Due to the sympathetic nature of the case, the potential for a high damage award, and the inconsistencies in the testimonies of the defendants, this case was settled on behalf of all defendants.
Risk management considerations
Radiologist C was working as a temporary employee and used the hospital’s PACS system, which was similar to the system that he used in his practice. He mistakenly concluded that when he used voice dictation to produce his report, the report would automatically be available for others to view. Radiologist C was unsure what “authenticated” meant. In this system, the report needed to be finalized to generate a report that other physicians could view.
Whether reading x-rays at multiple sites as a locum tenens or a temporary employee, thorough training on the facility’s PACS system is crucial. Although there are similarities, some PACS systems use different methods to finalize and transmit reports.

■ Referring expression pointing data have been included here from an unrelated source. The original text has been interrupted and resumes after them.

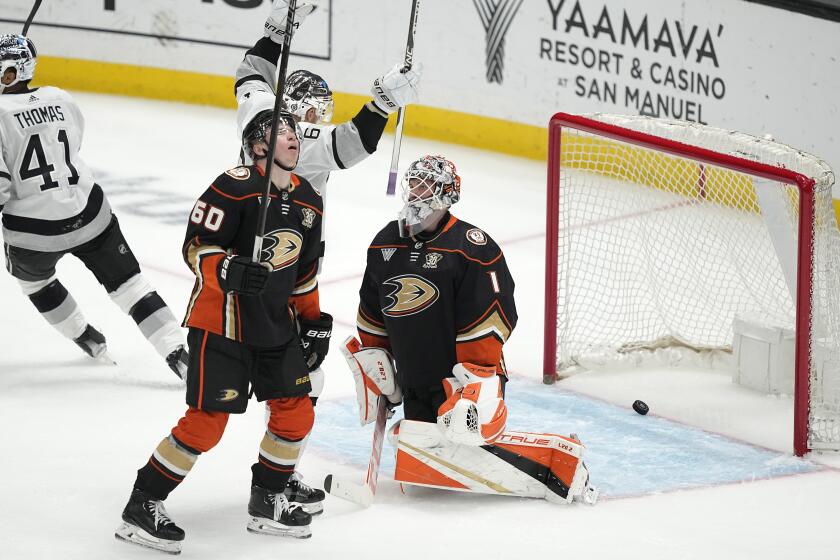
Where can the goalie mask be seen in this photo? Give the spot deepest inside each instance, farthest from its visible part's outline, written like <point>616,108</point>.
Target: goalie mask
<point>305,90</point>
<point>16,52</point>
<point>255,132</point>
<point>430,186</point>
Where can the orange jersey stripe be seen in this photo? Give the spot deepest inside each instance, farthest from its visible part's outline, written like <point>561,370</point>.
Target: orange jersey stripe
<point>463,254</point>
<point>320,213</point>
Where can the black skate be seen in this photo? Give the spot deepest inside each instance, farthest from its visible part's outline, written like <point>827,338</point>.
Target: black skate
<point>93,344</point>
<point>298,492</point>
<point>178,361</point>
<point>271,514</point>
<point>146,523</point>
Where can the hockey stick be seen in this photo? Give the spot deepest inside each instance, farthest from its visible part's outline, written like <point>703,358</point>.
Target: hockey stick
<point>31,17</point>
<point>409,60</point>
<point>278,97</point>
<point>363,493</point>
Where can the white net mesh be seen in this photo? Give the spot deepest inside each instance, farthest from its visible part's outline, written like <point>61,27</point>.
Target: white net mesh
<point>660,250</point>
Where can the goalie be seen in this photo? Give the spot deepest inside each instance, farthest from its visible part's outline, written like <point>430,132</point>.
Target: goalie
<point>437,295</point>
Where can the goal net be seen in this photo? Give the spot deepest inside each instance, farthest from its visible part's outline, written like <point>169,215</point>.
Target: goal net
<point>664,233</point>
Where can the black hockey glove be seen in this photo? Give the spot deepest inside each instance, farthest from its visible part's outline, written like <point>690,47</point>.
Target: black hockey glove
<point>315,339</point>
<point>239,274</point>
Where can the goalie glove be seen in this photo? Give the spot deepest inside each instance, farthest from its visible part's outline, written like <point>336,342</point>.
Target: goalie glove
<point>275,25</point>
<point>397,88</point>
<point>474,412</point>
<point>315,339</point>
<point>239,274</point>
<point>373,372</point>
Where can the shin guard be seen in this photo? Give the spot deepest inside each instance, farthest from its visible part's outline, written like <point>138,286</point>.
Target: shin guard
<point>519,464</point>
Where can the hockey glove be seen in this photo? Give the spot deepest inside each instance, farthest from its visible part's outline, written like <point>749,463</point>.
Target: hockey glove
<point>474,412</point>
<point>275,25</point>
<point>315,338</point>
<point>396,88</point>
<point>241,275</point>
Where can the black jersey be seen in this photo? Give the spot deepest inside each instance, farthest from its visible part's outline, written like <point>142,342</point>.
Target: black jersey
<point>224,221</point>
<point>436,303</point>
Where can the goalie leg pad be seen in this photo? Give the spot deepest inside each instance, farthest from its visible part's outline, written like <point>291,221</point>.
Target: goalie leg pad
<point>520,464</point>
<point>373,373</point>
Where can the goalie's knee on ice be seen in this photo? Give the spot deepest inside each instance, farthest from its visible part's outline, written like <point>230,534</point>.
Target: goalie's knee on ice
<point>200,430</point>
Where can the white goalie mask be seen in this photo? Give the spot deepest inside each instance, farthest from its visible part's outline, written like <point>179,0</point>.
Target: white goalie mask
<point>17,52</point>
<point>430,186</point>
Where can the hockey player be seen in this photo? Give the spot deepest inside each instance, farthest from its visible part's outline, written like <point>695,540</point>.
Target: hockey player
<point>52,207</point>
<point>325,147</point>
<point>431,273</point>
<point>242,337</point>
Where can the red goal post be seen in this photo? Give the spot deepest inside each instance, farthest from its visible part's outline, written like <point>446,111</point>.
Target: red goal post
<point>683,168</point>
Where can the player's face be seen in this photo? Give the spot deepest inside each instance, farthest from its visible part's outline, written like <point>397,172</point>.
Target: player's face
<point>9,76</point>
<point>311,116</point>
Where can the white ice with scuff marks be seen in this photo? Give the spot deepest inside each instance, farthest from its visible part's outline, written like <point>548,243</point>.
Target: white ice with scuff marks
<point>73,433</point>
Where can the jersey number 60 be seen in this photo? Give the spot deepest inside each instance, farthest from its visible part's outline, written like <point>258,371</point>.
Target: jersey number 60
<point>209,214</point>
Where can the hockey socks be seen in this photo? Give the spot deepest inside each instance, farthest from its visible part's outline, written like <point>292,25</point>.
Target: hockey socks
<point>153,317</point>
<point>166,469</point>
<point>56,305</point>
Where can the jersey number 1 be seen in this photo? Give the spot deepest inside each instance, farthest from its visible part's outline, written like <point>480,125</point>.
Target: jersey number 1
<point>35,150</point>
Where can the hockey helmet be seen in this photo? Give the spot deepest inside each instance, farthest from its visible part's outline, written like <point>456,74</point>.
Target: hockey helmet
<point>255,130</point>
<point>430,186</point>
<point>304,90</point>
<point>17,52</point>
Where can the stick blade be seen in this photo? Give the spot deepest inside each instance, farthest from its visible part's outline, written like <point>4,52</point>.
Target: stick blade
<point>339,487</point>
<point>392,184</point>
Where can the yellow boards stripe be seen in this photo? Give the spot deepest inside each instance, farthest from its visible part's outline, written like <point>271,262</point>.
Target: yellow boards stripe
<point>443,125</point>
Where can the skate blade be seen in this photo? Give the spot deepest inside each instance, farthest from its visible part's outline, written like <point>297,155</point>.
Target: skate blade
<point>135,535</point>
<point>315,508</point>
<point>589,496</point>
<point>105,358</point>
<point>266,527</point>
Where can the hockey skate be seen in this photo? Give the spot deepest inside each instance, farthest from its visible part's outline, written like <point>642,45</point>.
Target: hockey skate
<point>93,344</point>
<point>298,492</point>
<point>178,361</point>
<point>146,523</point>
<point>271,514</point>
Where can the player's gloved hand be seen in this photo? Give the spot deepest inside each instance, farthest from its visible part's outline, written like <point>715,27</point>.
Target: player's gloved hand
<point>315,338</point>
<point>397,88</point>
<point>275,25</point>
<point>239,274</point>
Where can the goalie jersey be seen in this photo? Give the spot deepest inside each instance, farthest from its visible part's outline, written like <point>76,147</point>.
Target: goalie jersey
<point>48,196</point>
<point>224,221</point>
<point>436,303</point>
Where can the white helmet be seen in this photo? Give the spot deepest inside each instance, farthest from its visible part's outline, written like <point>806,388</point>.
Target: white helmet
<point>17,52</point>
<point>430,186</point>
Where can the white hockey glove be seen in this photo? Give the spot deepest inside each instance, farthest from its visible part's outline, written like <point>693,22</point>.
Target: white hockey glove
<point>275,25</point>
<point>316,379</point>
<point>373,372</point>
<point>474,412</point>
<point>396,88</point>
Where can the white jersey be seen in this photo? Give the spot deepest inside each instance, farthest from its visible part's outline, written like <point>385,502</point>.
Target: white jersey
<point>324,148</point>
<point>48,196</point>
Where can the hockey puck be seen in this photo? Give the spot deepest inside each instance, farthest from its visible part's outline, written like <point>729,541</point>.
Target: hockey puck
<point>641,407</point>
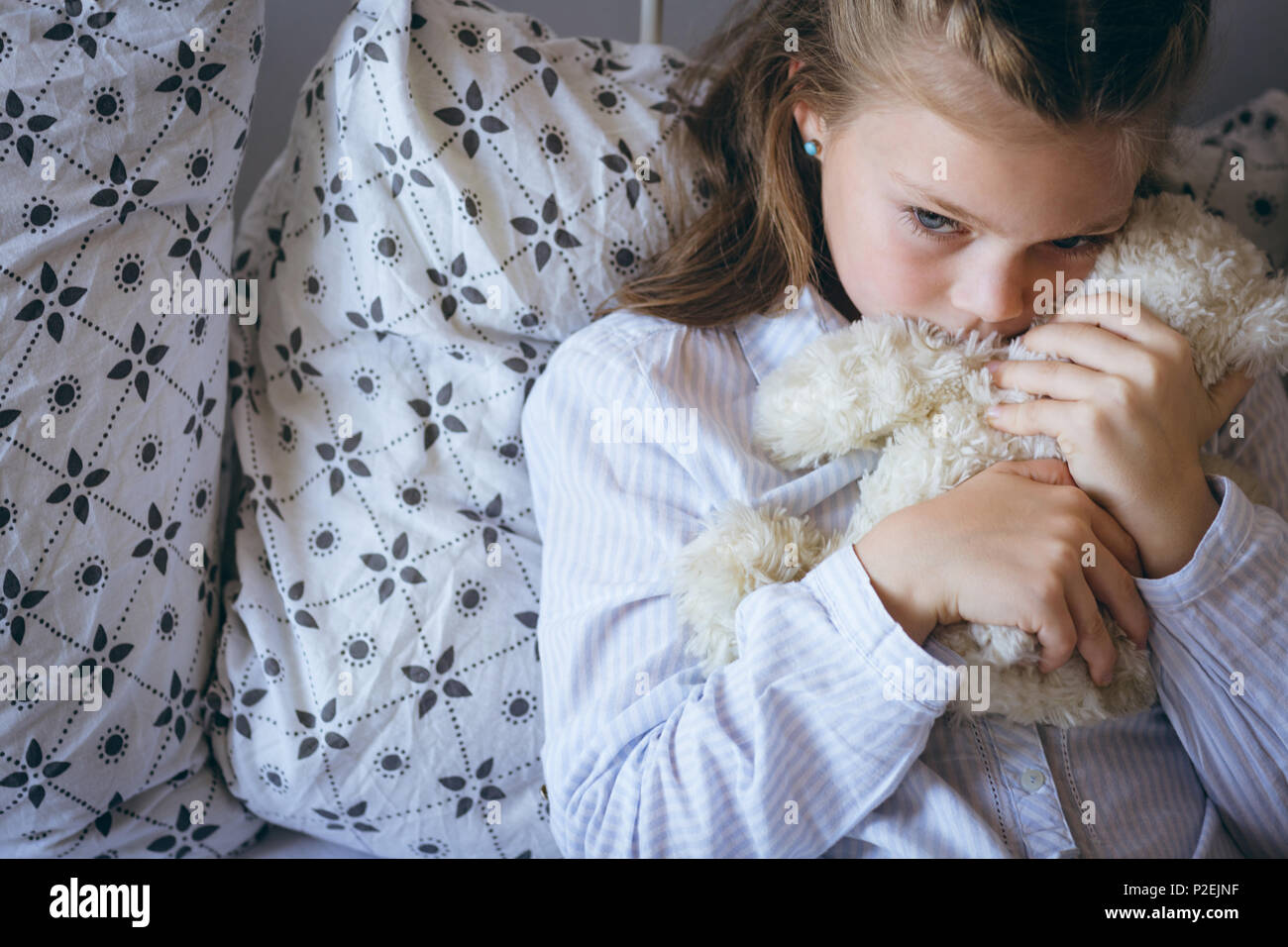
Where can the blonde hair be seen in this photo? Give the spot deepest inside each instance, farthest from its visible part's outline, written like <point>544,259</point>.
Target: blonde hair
<point>764,228</point>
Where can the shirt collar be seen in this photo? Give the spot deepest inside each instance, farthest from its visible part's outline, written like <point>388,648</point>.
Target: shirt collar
<point>769,341</point>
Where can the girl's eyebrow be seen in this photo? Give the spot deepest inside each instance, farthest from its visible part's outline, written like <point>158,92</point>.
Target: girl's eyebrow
<point>1104,226</point>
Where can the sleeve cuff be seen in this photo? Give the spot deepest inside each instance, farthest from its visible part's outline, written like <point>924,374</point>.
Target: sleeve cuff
<point>1219,549</point>
<point>842,586</point>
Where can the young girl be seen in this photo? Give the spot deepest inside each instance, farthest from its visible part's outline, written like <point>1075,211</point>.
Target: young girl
<point>936,158</point>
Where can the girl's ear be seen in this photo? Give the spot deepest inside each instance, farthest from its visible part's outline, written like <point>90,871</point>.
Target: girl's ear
<point>807,124</point>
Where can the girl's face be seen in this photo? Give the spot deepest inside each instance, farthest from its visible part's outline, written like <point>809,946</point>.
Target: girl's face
<point>926,221</point>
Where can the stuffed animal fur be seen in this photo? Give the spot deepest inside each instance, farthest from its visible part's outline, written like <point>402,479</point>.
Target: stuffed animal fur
<point>917,393</point>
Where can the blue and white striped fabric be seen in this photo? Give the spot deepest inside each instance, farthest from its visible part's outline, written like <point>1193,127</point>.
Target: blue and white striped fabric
<point>793,750</point>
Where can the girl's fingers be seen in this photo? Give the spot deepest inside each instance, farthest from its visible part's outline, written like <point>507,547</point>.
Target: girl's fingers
<point>1061,380</point>
<point>1115,587</point>
<point>1090,346</point>
<point>1111,532</point>
<point>1094,642</point>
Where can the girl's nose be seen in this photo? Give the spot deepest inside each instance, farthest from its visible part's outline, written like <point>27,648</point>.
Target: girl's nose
<point>991,290</point>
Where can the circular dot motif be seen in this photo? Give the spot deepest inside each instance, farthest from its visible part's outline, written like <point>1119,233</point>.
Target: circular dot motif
<point>365,380</point>
<point>519,706</point>
<point>459,352</point>
<point>429,847</point>
<point>385,247</point>
<point>325,539</point>
<point>128,272</point>
<point>39,214</point>
<point>197,165</point>
<point>314,286</point>
<point>166,622</point>
<point>91,575</point>
<point>359,651</point>
<point>271,665</point>
<point>391,762</point>
<point>529,322</point>
<point>510,451</point>
<point>411,493</point>
<point>287,437</point>
<point>469,37</point>
<point>471,598</point>
<point>623,257</point>
<point>471,206</point>
<point>106,105</point>
<point>201,497</point>
<point>149,453</point>
<point>553,145</point>
<point>1262,208</point>
<point>608,99</point>
<point>274,779</point>
<point>112,745</point>
<point>63,394</point>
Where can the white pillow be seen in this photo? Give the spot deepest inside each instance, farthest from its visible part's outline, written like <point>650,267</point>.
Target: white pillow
<point>378,681</point>
<point>120,146</point>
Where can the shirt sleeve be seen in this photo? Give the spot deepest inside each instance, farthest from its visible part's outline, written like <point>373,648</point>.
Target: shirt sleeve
<point>1219,644</point>
<point>777,754</point>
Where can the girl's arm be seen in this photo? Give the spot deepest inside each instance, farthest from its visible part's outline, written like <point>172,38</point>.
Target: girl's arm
<point>778,754</point>
<point>1220,635</point>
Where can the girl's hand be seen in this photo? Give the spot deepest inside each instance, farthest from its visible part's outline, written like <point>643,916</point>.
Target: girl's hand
<point>1129,415</point>
<point>1009,547</point>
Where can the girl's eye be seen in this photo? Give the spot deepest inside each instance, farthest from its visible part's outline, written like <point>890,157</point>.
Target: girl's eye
<point>936,223</point>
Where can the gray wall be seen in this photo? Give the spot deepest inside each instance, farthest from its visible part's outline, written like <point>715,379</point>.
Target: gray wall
<point>1248,54</point>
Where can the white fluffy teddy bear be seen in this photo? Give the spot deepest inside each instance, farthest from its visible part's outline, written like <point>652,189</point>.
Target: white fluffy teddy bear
<point>918,394</point>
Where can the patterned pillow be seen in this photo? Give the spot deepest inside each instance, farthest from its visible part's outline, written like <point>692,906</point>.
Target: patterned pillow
<point>120,142</point>
<point>460,188</point>
<point>1236,165</point>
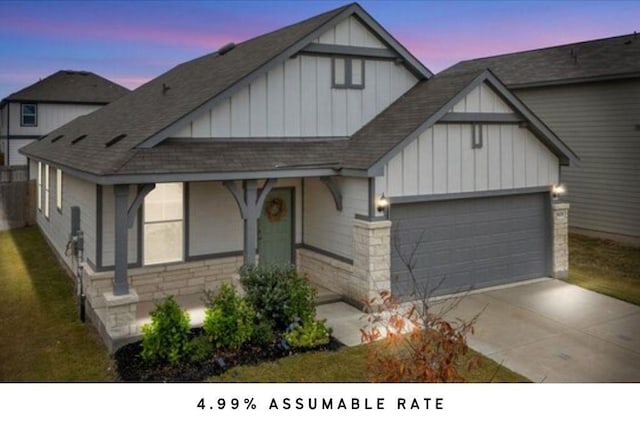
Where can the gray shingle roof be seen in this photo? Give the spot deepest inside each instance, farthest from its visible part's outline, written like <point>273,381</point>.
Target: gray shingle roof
<point>219,155</point>
<point>70,87</point>
<point>152,107</point>
<point>403,117</point>
<point>608,58</point>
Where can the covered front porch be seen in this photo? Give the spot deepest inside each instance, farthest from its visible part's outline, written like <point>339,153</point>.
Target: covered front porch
<point>320,224</point>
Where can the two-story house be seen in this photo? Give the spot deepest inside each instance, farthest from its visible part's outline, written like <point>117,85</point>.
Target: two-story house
<point>38,109</point>
<point>325,144</point>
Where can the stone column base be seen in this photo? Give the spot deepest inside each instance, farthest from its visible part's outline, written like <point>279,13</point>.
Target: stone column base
<point>371,258</point>
<point>119,316</point>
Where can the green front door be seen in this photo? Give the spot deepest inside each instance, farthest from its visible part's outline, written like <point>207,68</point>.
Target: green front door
<point>275,228</point>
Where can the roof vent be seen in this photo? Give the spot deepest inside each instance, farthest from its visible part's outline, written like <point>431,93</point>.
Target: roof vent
<point>78,139</point>
<point>115,140</point>
<point>226,48</point>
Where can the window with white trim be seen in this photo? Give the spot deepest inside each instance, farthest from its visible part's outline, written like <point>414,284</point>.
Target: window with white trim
<point>46,191</point>
<point>59,190</point>
<point>348,73</point>
<point>28,115</point>
<point>164,224</point>
<point>39,179</point>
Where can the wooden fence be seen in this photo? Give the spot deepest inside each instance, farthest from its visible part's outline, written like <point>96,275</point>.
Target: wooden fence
<point>17,198</point>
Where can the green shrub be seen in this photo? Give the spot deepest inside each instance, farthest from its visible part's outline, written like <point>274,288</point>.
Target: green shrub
<point>262,333</point>
<point>200,348</point>
<point>309,335</point>
<point>228,319</point>
<point>166,339</point>
<point>279,294</point>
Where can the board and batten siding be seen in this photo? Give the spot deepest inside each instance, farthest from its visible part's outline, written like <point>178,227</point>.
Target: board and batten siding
<point>295,99</point>
<point>325,227</point>
<point>482,99</point>
<point>50,117</point>
<point>599,122</point>
<point>12,156</point>
<point>441,159</point>
<point>215,223</point>
<point>57,227</point>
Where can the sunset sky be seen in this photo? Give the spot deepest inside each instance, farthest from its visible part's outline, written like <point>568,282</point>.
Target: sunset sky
<point>132,42</point>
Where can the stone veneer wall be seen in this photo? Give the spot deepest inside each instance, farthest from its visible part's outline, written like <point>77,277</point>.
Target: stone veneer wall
<point>560,233</point>
<point>114,316</point>
<point>371,258</point>
<point>328,272</point>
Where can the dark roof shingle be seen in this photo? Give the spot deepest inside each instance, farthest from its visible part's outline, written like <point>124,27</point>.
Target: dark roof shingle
<point>70,87</point>
<point>613,57</point>
<point>162,101</point>
<point>403,117</point>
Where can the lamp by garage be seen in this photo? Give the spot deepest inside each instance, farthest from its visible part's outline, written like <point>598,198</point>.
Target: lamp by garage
<point>383,203</point>
<point>557,191</point>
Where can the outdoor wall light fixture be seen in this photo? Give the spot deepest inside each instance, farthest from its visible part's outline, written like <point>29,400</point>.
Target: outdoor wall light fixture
<point>383,203</point>
<point>557,191</point>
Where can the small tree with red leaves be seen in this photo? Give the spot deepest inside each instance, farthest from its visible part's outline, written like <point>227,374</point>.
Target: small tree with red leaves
<point>411,342</point>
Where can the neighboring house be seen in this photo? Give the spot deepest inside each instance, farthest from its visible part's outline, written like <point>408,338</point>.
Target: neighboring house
<point>48,104</point>
<point>589,94</point>
<point>285,146</point>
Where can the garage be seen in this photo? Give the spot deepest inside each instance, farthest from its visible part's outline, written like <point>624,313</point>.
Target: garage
<point>467,244</point>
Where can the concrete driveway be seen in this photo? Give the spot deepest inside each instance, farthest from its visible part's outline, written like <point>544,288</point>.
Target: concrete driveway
<point>551,331</point>
<point>547,330</point>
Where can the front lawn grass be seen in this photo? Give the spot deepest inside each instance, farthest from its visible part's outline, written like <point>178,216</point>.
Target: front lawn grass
<point>346,365</point>
<point>605,266</point>
<point>41,337</point>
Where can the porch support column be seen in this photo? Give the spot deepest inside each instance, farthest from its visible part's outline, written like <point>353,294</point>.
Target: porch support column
<point>121,284</point>
<point>251,221</point>
<point>250,201</point>
<point>371,259</point>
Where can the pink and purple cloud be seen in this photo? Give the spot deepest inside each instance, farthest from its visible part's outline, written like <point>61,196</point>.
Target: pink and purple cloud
<point>131,42</point>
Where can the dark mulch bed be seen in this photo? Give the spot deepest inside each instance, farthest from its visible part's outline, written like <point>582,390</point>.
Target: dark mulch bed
<point>132,368</point>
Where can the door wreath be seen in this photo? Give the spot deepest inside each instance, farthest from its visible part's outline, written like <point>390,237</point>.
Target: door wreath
<point>275,209</point>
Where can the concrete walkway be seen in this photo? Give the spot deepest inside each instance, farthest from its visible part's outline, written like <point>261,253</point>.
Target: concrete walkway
<point>548,331</point>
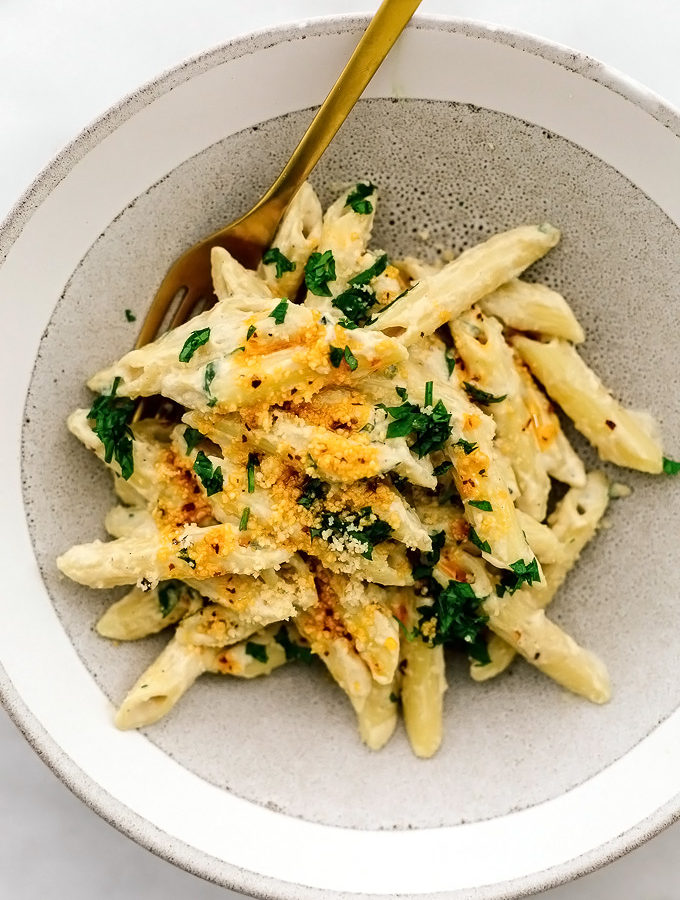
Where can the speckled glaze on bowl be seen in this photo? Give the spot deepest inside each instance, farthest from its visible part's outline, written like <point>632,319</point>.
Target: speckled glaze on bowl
<point>264,786</point>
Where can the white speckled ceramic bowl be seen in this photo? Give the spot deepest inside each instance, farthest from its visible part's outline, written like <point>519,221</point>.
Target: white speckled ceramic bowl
<point>264,786</point>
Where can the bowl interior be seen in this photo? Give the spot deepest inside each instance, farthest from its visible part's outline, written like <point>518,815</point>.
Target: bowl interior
<point>450,174</point>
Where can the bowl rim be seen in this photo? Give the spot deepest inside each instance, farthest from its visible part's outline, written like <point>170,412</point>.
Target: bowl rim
<point>114,811</point>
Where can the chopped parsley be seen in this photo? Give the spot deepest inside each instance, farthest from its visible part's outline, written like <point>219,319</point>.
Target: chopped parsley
<point>195,340</point>
<point>253,460</point>
<point>183,554</point>
<point>363,528</point>
<point>257,651</point>
<point>455,608</point>
<point>112,416</point>
<point>169,595</point>
<point>475,539</point>
<point>313,489</point>
<point>320,269</point>
<point>355,303</point>
<point>670,467</point>
<point>442,468</point>
<point>211,476</point>
<point>371,272</point>
<point>208,378</point>
<point>458,620</point>
<point>278,314</point>
<point>192,437</point>
<point>292,650</point>
<point>337,354</point>
<point>521,573</point>
<point>467,447</point>
<point>431,430</point>
<point>282,263</point>
<point>481,396</point>
<point>356,199</point>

Additionally, reports should be reviewed for accuracy. Radiologist C read the first chest x-ray as “right middle lobe area of atelectasis and infiltrate without associated atelectasis and/or infiltrate of the right upper lobe in its apical segment.” Later he admitted that he was only aware that this patient had “right middle lobe infiltrate” and that this was a typo. It is important to review and dictate the patient history, which includes all previous diagnostic studies, especially when the films represent a pattern of serious ongoing problems.
These closed claim studies are based on an actual malpractice claims from TMLT. These cases illustrates how action or inaction on the part of physicians led to allegations of professional liability, and how risk management techniques may have either prevented the outcome or increased the physician’s defensibility. These studies have been modified to protect the privacy of the physicians and patients.